My eyes went round and terrified as I watched Leo pick up the ring from the plate, push aside the cart, and kneel before me. He took my left hand in his.

“What is this?” My voice came out rushed, panicked.

Leo wore a look of great solemnity. “Rosemary,” he intoned.

“What’s going on?” I tried to stand up to leave, but my hand was still in Leo’s, and he gripped it more firmly, pulling me back down on the wooden chair.

“Don’t ruin it,” Leo muttered, sotto voce.

I relaxed then, understanding. The confessions of love, the proposal, none of it was real. This was just part of it—part of the game Leo and I were playing. Part of what Leo was paying for. He didn’t want the girlfriend experience—he wanted the fiancée experience. I could deliver.

“Oh my god!” I exclaimed, in a high, nervous squeal.

“Rosemary,” Leo began again. “These last few months with you have been . . .” He delivered a whole proposal speech. He said these last few months had opened his eyes to a whole new way of living, that he wanted to keep living just like this, that I made him so happy and he thought he could make me happy, too. He said he’d take care of me, of me and Wendy, that we would never have to worry about anything ever again. We’d tie the knot, have babies, buy a house, grow old together—the whole shebang.

“Wow,” I said at the end of it. “I had no idea you felt this way.” This reaction had the benefit of being 100 percent sincere.

“Since the moment I laid eyes on you—on that picture of you—I knew I had to have you,” he said. “I wanted you to be my wife. Please. Say yes.”

It all sounded so real, I almost had to admire him for it. It seemed crazy, how far he was willing to take this little game of ours. When you had all the money in the world, this was the kind of thing you could do. Hire a young woman to have sex with you, to pretend to love you, to agree to marry you.

I didn’t think about what would happen in seven months, when the contract was supposed to end. I didn’t think of me or my life or my future. I couldn’t envision any sort of normal life for myself. Law school and Sam playing the viola while Wendy and I danced around the apartment. I had lost sight of that the way I had lost sight of why I had entered into the agreement in the first place, for Wendy. Because I promised Wendy. At that point, I was just following along, doing whatever Leo wanted me to do. I had stopped counting down a long time ago.

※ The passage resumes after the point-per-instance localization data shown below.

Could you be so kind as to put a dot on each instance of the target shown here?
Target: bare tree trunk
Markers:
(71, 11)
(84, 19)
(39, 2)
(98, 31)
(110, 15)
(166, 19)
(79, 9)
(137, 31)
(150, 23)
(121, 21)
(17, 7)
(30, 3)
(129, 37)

He slipped the ring on my finger, and I held up my hand to admire it. The diamond was so large that it spanned the width of my finger.

“Is it real?” I joked. It looked weird on my hand. My nails looked beautiful, though, thanks to my whole spa treatment the day before.

“Say yes,” Leo said, and he gathered both of my hands in his and squeezed, as if he feared I’d say no and dash all of his dreams.

“Yes.” I injected the word with as much feeling as I could possibly muster.